Very soon we will be drawing our passwords. Microsoft’s next operating system Windows 8 will boast new picture password technology on tablet and touchscreen computers, the company has revealed.
“Picture password is a new way to sign into Windows 8 that is currently in the Developer Preview,” Microsoft’s developer chief Steve Sinofsky said in the Building Windows 8 blog.
The new picture password technology lets users draw a pattern around a picture they have chosen. For example, a pattern known only to them can be set on a family photo or a photo of a pet.
Microsoft’s Zach Pace explained that each picture password is comprised of two complimentary parts. “There is a picture from your picture collection and a set of gestures that you draw upon it. Instead of having you pick from a canned set of Microsoft images, you provide the picture, because it increases both the security and the memorability of the password.
“You get to decide the content of the picture and the portions that are important to you. Plus, you get to see a picture that is important to you just like many people do on their phone lock screen.

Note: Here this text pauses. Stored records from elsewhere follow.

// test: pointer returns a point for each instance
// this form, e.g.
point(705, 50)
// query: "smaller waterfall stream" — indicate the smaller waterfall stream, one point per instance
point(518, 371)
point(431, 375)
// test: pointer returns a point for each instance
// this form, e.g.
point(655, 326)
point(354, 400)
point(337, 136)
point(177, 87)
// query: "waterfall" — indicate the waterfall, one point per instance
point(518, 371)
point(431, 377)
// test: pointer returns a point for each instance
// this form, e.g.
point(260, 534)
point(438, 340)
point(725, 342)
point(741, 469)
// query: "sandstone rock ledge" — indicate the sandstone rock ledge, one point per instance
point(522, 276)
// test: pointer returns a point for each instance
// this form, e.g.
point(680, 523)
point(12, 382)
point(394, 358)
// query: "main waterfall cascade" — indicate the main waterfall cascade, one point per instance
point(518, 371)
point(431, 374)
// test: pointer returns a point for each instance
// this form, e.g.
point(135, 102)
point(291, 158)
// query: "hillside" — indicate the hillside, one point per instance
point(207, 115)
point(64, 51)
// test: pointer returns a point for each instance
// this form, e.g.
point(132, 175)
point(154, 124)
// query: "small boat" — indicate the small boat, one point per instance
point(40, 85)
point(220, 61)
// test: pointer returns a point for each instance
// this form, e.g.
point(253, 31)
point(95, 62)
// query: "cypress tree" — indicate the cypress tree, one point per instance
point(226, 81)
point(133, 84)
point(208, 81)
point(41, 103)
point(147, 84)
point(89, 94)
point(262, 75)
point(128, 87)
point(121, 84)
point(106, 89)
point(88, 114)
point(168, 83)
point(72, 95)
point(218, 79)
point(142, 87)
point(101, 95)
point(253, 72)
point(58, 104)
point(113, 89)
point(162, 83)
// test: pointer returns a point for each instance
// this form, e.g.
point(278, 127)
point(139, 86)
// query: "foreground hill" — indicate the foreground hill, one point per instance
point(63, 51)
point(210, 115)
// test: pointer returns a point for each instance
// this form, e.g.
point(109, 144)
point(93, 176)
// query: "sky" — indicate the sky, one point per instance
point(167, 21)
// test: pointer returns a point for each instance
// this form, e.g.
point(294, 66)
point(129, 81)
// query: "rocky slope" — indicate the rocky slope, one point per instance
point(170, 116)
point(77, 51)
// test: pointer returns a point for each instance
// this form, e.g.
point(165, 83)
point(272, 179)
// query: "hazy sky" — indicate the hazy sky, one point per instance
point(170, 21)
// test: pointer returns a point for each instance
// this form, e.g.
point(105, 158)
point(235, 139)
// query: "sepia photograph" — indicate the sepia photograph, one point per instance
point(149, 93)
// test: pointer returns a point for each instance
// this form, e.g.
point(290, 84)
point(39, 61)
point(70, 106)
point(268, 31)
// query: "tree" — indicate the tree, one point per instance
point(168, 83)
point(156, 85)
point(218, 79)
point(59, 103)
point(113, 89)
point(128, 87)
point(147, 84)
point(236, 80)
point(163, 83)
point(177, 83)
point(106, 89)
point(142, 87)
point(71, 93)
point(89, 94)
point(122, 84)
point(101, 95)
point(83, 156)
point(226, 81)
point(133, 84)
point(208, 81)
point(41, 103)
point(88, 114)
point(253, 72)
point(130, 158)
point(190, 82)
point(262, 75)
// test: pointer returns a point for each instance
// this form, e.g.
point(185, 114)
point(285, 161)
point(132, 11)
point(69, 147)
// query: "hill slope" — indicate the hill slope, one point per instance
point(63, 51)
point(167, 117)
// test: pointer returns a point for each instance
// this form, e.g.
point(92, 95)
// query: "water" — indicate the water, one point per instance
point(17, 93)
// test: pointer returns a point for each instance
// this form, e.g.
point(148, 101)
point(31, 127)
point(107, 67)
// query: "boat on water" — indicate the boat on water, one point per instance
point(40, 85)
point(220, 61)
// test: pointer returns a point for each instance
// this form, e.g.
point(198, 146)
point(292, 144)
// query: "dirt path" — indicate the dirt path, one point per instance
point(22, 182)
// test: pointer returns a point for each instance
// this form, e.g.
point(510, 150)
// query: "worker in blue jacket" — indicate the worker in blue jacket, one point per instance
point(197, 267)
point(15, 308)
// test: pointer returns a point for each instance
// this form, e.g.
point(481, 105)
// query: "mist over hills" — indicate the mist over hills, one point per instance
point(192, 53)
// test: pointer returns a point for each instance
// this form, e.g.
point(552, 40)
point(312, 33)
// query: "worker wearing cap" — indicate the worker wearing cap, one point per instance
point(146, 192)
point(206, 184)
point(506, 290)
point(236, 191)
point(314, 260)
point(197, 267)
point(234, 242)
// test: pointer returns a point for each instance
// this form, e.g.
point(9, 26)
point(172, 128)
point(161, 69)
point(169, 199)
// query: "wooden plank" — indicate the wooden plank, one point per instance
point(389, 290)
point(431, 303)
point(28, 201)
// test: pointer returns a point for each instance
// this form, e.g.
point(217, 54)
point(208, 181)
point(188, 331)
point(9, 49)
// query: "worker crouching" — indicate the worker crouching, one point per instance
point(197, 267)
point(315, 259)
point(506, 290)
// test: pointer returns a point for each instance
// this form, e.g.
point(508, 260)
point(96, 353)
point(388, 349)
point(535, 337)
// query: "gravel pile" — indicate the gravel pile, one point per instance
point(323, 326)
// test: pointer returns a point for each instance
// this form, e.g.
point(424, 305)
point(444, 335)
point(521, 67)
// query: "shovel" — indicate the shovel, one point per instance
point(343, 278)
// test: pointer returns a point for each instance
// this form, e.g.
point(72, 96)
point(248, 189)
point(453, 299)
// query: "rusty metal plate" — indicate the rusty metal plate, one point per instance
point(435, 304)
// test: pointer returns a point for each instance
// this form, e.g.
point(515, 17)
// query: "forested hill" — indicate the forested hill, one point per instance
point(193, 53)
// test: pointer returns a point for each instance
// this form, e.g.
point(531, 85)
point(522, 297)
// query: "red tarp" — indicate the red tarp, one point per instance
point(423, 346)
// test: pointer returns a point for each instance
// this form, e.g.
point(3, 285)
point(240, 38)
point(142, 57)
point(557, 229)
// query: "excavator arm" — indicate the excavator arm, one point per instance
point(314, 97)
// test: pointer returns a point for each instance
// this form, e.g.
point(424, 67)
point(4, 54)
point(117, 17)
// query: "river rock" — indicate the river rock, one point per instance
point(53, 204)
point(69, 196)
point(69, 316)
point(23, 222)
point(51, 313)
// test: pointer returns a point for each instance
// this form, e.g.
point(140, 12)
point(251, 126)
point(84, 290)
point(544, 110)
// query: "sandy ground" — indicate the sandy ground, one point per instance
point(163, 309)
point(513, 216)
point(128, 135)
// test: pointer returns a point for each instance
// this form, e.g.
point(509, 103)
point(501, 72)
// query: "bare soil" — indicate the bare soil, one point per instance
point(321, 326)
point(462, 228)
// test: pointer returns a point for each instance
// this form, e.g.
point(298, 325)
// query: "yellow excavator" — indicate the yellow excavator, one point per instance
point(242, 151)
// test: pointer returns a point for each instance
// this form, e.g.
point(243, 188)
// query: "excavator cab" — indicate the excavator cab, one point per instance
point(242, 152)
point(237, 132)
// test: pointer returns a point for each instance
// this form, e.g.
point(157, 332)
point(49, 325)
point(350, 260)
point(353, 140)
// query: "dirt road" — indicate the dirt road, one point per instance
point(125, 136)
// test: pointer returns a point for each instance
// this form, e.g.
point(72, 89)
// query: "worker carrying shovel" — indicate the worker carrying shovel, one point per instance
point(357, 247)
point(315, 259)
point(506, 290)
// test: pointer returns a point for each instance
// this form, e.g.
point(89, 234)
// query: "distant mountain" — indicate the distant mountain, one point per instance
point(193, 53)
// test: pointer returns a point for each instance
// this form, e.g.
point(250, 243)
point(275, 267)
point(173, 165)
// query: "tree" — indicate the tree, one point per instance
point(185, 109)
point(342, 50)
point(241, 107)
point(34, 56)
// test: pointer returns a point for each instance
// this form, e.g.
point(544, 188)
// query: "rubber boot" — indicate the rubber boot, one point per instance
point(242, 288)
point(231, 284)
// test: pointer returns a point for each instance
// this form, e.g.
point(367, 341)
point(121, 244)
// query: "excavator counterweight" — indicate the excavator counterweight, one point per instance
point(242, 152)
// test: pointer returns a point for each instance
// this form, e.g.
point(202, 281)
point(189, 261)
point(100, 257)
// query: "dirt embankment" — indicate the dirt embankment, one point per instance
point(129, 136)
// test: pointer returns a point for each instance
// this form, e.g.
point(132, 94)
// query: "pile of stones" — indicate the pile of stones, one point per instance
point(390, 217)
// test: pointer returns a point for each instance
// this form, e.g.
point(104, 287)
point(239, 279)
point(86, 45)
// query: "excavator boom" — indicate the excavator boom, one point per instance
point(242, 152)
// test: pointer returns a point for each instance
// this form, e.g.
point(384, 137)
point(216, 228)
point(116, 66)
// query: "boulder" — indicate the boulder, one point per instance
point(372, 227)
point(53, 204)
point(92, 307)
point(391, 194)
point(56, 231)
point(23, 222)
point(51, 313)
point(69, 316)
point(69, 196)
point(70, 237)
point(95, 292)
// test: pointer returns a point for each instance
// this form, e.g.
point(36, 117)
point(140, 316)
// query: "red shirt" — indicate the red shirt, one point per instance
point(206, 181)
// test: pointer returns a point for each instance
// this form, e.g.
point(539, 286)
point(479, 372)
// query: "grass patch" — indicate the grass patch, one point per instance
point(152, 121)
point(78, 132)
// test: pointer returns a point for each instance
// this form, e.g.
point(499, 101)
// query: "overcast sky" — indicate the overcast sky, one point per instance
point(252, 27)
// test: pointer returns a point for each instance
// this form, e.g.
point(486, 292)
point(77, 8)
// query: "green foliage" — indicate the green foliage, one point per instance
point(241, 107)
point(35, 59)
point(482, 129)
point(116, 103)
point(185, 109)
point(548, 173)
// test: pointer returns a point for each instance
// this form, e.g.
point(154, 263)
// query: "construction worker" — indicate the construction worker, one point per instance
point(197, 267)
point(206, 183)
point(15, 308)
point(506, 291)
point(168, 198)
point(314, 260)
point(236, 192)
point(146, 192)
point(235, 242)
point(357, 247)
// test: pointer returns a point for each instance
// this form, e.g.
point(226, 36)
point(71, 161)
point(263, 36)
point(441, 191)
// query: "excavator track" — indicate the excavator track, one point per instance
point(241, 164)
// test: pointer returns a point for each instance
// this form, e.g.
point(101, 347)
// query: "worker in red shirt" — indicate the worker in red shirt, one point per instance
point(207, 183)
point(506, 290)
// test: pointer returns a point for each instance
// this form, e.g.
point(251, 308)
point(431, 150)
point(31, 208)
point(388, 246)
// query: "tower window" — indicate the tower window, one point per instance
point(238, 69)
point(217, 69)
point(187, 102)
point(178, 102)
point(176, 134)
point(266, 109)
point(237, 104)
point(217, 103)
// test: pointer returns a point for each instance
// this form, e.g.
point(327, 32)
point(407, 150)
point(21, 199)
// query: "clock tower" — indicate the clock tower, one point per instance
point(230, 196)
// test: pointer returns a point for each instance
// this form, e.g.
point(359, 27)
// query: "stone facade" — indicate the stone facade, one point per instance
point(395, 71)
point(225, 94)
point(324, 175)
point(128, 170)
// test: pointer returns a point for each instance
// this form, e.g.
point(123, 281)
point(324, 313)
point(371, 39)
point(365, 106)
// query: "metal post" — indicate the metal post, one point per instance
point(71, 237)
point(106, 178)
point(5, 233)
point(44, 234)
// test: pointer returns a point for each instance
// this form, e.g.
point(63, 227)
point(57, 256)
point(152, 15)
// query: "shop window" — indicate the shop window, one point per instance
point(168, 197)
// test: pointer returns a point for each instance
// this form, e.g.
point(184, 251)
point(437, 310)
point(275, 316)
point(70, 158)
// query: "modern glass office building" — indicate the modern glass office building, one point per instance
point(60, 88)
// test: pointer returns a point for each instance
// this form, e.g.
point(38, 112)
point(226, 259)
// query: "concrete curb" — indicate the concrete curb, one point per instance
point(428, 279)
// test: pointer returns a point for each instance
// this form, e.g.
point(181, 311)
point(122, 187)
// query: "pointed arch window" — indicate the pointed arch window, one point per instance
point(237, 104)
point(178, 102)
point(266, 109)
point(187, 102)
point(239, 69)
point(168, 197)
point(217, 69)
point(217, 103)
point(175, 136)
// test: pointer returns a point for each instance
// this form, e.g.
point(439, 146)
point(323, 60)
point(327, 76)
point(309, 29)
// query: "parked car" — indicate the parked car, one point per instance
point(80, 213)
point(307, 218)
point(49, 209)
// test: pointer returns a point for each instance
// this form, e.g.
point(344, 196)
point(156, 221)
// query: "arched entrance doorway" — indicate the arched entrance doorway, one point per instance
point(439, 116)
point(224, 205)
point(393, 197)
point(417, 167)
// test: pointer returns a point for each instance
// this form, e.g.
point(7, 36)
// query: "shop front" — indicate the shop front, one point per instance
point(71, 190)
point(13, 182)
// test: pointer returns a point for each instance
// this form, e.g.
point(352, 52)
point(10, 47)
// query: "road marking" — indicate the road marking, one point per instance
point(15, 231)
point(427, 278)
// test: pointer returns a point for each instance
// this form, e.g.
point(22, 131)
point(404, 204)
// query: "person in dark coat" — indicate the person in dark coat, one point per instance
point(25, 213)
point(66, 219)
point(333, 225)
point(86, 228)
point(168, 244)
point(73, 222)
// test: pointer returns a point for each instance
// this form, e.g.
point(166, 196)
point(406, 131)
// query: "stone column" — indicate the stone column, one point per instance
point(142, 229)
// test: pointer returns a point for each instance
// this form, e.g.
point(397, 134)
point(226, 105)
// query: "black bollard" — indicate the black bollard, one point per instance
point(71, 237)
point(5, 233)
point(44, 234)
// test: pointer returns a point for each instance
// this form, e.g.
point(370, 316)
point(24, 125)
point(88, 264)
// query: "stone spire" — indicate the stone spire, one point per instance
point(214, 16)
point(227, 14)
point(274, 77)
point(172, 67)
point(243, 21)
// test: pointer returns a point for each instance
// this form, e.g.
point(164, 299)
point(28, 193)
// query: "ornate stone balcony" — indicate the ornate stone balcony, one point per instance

“Once you have selected an image, we divide the image into a grid. The longest dimension of the image is divided into 100 segments. The shorter dimension is then divided on that scale to create the grid upon which you draw gestures.
“To set up your picture password, you then place your gestures on the field we create. Individual points are defined by their co-ordinate (x,y) position on the grid. For the line, we record the starting and ending co-ordinates, as well as the order in which they occur. We use the ordering information to determine the direction the line was drawn in. For the circle, we record a centre point co-ordinate, the radius of the circle, and its directionality. For the tap, we record the co-ordinate of the touch point.
“When you attempt to sign in with Picture Password, we evaluate the gestures you provide, and compare the set to the gestures you used when you set up your picture password. We take a look at the difference between each gesture and decide whether to authenticate you based on the amount of error in the set.
“If a gesture type is wrong – it should be a circle, but instead it’s a line – authentication will always fail. When the types, ordering and directionality are all correct, we take a look at how far off each gesture was from the ones we’ve seen before, and decide if it’s close enough to authenticate you,” Pace explained.